We are taken on a journey through some of these moments Thompson has handpicked himself, and more often than not, he gives us ones not commonly discussed. For instance, when he speaks of “Bonnie and Clyde”, he doesn’t go for the obvious analysis of the iconic shoot out that ends the picture, but rather he describes an early scene in a diner where Bonnie first decides to rob banks with Clyde. Thompson describes it as “a seductive little scene”. It’s a character moment, but it’s also a moment for the actors of the film Faye Dunaway and Warren Beatty. He describes movements and gestures, how Beatty’s Clyde is talking like a producer which was what he was for the actual film. Thompson takes this pocket of a scene and is able to fill it with context for the entire film itself.

Unlike most critic’s book, we are not just privy to deconstruction, but Thompson is giving us a look into his own tastes in movies, and some which might surprise a casual movie goer. One such case is a somewhat revisionist take on the work of Meg Ryan; an actress who, it could be argued had her best days behind her after her reign as romantic comedy queen came to an end. Thompson does focus on her most iconic scene in “When Harry Met Sally” where she fakes an orgasm, but maybe more importantly, he highlights her under seen Jane Campion directed film “In the Cut”. In this film, she plays largely against type, and is far more dangerous and sexual than is usually given credit for. After reading these two entries, one could get the impression that Ryan is one of our great Hollywood actresses who got a bad break when she no longer became bankable. You may have the urge to re-watch some of her work to see the talent Thompson eludes to with his two essays.

I was far more curious with the hidden gems highlighted in the book rather than the usual suspects commonly found in these types of retrospectives. Notably there is the Danny DeVito directed 90s film “Hoffa” which starred Jack Nicholson as the infamous teamster leader Jimmy Hoffa. There is also the foreign film “Celine and Julie Go Boating”, directed by French new wave icon Jacques Rivette which was a hit when released but has since been little seen in North America.

The book goes chronologically starting with a handful of early silent films moving into the modern era. You might be shocked to see some films left off his list such as “The Wizard of Oz” or “It’s a Wonderful Life”. Even “There Will be Blood” which Thompson chose to be the cover of his most recently published edition of his “Biographical Encyclopedia of Film”. But as he comments in the book’s introduction “Don’t be troubled about what is left out. The selection is, of course, personal.”
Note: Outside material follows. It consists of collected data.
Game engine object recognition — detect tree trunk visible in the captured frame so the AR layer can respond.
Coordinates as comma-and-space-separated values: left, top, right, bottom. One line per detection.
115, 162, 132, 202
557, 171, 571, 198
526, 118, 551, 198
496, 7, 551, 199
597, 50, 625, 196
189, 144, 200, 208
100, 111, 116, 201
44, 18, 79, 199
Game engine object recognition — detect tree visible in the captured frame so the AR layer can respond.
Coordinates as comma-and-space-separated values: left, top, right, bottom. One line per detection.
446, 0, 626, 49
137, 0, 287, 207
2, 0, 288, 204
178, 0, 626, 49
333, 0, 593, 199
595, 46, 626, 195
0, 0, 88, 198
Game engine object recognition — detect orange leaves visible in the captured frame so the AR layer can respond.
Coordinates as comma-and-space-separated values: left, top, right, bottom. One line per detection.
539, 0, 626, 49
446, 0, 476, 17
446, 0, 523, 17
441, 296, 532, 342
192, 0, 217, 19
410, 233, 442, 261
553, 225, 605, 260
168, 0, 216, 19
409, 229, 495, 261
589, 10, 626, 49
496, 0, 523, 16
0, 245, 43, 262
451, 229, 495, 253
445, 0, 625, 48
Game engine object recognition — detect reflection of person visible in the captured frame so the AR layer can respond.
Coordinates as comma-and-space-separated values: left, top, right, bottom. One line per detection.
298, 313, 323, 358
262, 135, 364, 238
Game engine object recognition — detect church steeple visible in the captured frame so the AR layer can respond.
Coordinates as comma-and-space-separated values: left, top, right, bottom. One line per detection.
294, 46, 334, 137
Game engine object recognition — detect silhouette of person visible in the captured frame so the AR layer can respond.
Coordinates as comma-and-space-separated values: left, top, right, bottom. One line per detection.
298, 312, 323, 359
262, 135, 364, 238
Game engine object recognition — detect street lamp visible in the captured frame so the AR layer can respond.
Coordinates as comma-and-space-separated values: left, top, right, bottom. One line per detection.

With his selections, Thompson challenges the reader into viewing films the way he sees them. Sometimes all people care about in a movie is the plot or the story, which is all fine and good if that’s what you’re looking for. But films can work on another level as well, as Thompson points out. They are moments caught on film, literal motion pictures, edited together with sound, music, and performance. Once viewed they can leave indelible marks on us that can last forever. Sometimes we don’t have to remember a whole movie,  it only takes one shot to stay with us. Thompson makes this idea most apparent with his  selection that ends the book. It’s not a shot from a film at all, but a photograph. It was taken in 2014 in Vancouver Canada after the Canucks lost the Stanley Cup. For those who don’t remember, there were massive amounts of damage, riots, and injuries throughout the city that night. Yet among the chaos, an iconic photo was taken of two young people spread out in the middle of the street embracing each other and kissing. As Thompson mentions “A moment can be an instant” and confesses how he was “struck by how movie-like it was….It could be the first shot of a movie, or the last”.

His statement is a testament to the ever-changing medium of film. It started out as a something that was fed through a projector and illuminated onto a giant screen. But since then it has transformed into digital media, YouTube, and streaming services. Film is basically anything you can imagine it to be and is now available for anyone to use.

Thompson is a realist, he doesn’t waiver to the nostalgia of 35mm projection, even though it’s a nice thought. He sees it as a tool which is ever-evolving, but one constant his book illustrates is how the images can remain memorable and even life changing. They can reflect memories of time, or waking dreams. It speaks to the power of film as an art form, and how it can become a personal and profound experience. You’ll want to think of your own moments in movies after reading this book.